The landing of the army at your orders, General, with no previous communication, without the slightest sign of provocation from our part. Your first declaration speaks of us as of an anarchist minority. You have sieged Civitavecchia. Today, you are marching towards Rome. You declare to be going to enter our Capital, when the Government, the Assembly, the People, all of them ask that you stay away from it. This is no friendship, General; this is the behaviour of an enemy.
General, the consequences of your actions are incalculable. Disorder, struggle, resistance organized by us; your projects of restoration have been rejected by the People, and are unrealizable; the rise of reaction and hate against the name of France is what you will get: Here, General, what you are coming for, we will bring you.
In the name of God, in the name of France and Italy, General, stop your march. Avoid a war between brothers. LET NOT HISTORY SAY: THE FRENCH REPUBLIC MADE, FOR NO REASON, HIS FIRST WAR AGAINST THE ITALIAN REPUBLIC! You have, evidently, been lied about the state of our Country; take the courage to inform your Government abot it, and wait for new orders. We are determined to respond to the force of arms with the force of arms. And the responsability of such a catastrophe will not lie upon us.
Giuseppe Mazzini
Carlo Armellini
Aurelio Saffi Massimamanno
Arguably, this French army was the only chance Mazzini had in order to avoid being conquered by the Austrian and Spanish armies. He should have done everything in his power to ally with them, making whatever compromise needed. He needed the French in Rome. When Italy finally was united, it was with the help of one the great powers, France. Trying to fight them all at the same time may be noble but seems suicidal. This letter seems to show an idealist, but hardly a shrewd politician.Ultramarine 01:52, 25 July 2006 (UTC)
My last words on this issue: a) the only compromise the republic could submit to was, to my knowledge, restoration of the Pope under a semi-constitutional rule which had failed already and which, in any case, the French could not even promise because once he would return, the Pope would have done what he pleased. So, effectively, Mazzini and the assembly did not compromise to defend democracy. b) Mazzini lost his chance of a more decisive victory over the retreating French because he still hoped in an alliance with the French republic, basing his hope on the fact that both countries were democracies.

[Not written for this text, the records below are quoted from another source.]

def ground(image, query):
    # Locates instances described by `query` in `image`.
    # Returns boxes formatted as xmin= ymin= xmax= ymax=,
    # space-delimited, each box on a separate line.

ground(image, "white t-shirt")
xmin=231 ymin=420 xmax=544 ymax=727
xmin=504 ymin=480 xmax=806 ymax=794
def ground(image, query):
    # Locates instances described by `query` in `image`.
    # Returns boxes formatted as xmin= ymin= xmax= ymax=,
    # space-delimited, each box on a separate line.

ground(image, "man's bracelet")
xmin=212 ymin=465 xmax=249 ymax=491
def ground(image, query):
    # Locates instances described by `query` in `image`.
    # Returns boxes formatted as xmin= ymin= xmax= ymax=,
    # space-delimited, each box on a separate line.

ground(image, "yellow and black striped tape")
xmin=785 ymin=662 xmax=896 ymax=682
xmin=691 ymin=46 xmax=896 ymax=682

Because of this, he started negotiations which were just deception and treated war prisoners as valuable hosts. Thus, in effect, Mazzini's actions were wrong because he held too much faith in Democratic Peace Theory (so to speak). c) The only time at which the "wannabe martyr" case may be justified is in the final days of the Republic, when defeat was certain and Mazzini did not want to surrender. However, the Assembly voted against him and surrendered. So, even in this case, one can see that democracy was still in action.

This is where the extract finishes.